You should draw up an individual export plan for your business with the advice of your International Trade Managers and trade advisers, but our checklist can help you identify the most important aspects you need to consider.
Are you ready to export?
The idea of increased sales through export needs to be tempered by the reality of committing time, manpower and finance to a business investment that probably won’t see a return for the first year. So it’s important to think seriously if your business is in a position to start exporting.
You’ll need to consider if your product meets overseas regulations and standards or if it will need modifications. And if you have a patent or trademark here in the UK, it won’t be recognised in other countries so you’ll need to take the necessary steps to protect your intellectual property abroad.
Associations like the UKTI and Chambers of Commerce can provide free, expert assessments to help you decide if you’re ready to export.
Identify your market
Trade advisers through organisations like the UKTI or Chambers of Commerce can provide you with valuable information and advise you on the markets with the most potential for your business. Of course, you’ll need to consider if you want to benefit from the ease of established markets – like open trade with the EU – or take on the greater complexity involved with high growth and emerging markets.
Research your market
Once you’ve identified your market, you should learn everything you can about it – the culture, the economic and political environment, the customs, the markets, how business is conducted, the competition you’ll face, etc.
There are a number of ways in which you can source country information – through the UKTI, Chambers of Commerce, governments, international trade bodies and more. But actually visiting your intended market is really important. It enables you to experience the business culture first-hand, test the market, meet potential partners, distributors and agents and attract customers.
Associations like the UKTI and Chambers of Commerce offer a wide range of services to help with overseas visits, including finance, interpreters, introductions to potential business partners, help with identifying local agents/distributors, etc.
Decide how you’re going to sell overseas
How you decide to get your products to market depends on what they are, where they’re going and how involved you want to be in getting them there. Typically, there are 4 options:
- Selling direct from the UK – when you include website sales, 90% of UK businesses export directly 1. This could be because they only expect a small number of orders, their customers are spread across many countries or they want to ensure the quality of their product.
- Using distributors – you sell your products to them and they sell them on locally.
Using agents – they sell your products on your behalf, or introduce you to potential customers on a commission basis.

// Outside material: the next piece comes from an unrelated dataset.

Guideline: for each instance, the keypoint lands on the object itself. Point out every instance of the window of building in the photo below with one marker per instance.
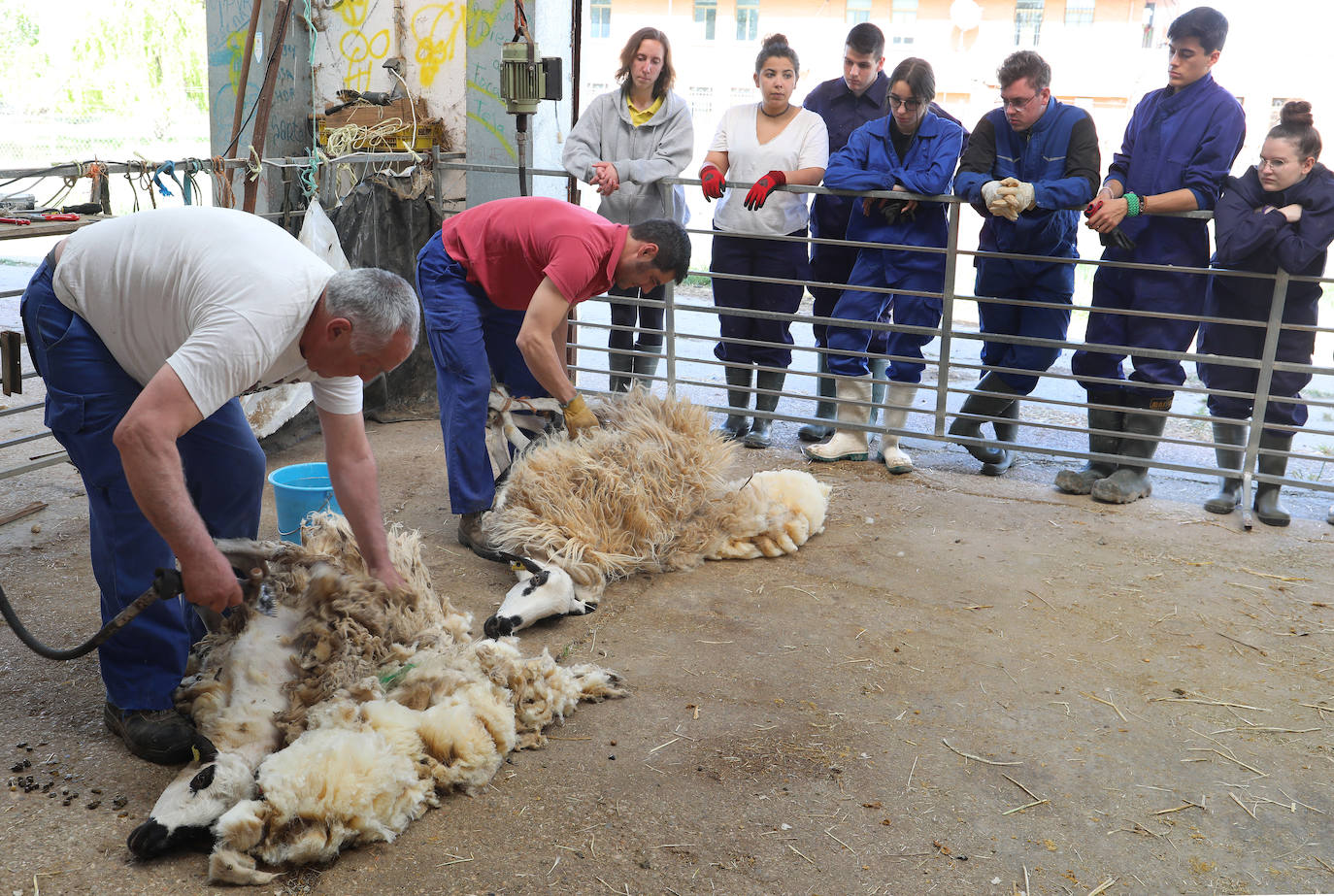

Over 40% of UK businesses export through distributors and/or agents, finding that their local market knowledge helps to better identify potential customers and handle logistics 1. It’s important than these relationships are managed by clear contracts that define each party’s responsibilities.
- Joint venture – you go into partnership with a local business.
Promoting your product
How you promote your product and business here in the UK won’t necessarily work abroad. You’ll need to consider the obvious language differences, as well as the cultural approaches to marketing and what the competition is doing.
If you’re selling online, it’s important that you translate the relevant pages of your website – both from a search engine point of view so that local customers can find your site but also because people are more likely to purchase in their own language.
Protect against payment risks
Managing financial risk is a vital part of exporting, whether it’s payment issues or exchange rate considerations.
You can help protect your business against non-payment and political or economic situations with the right insurance. Barclays Business Abroad gives you the tools and services you need to make the most of your international opportunities.
Your International Trade Managers can advise you further on payment risks, as the best route forward will depend on your business, customers, product and market conditions.
Deliver your products
Shipping products internationally can be a complex process, which is probably why most UK businesses choose to use freight forwarders to handle the logistics and required paperwork.
It’s important that you have clear contracts in place that define who is responsible for your products at every stage of transit and you should ensure that they are insured, either by yourself or by the importer.
If you decide to manage delivery yourself, trade advisers from organisations like the Chambers of Commerce or UKTI can provide you with guidance.
Keep in touch
Just like in the UK, you should maintain regular contact with your customers, agents, distributors and partners,in order to build strong working relationships. You should also keep an eye on the economic and political environment of your destination country to make sure that you’re in a position to respond quickly to any changes that may impact your exporting.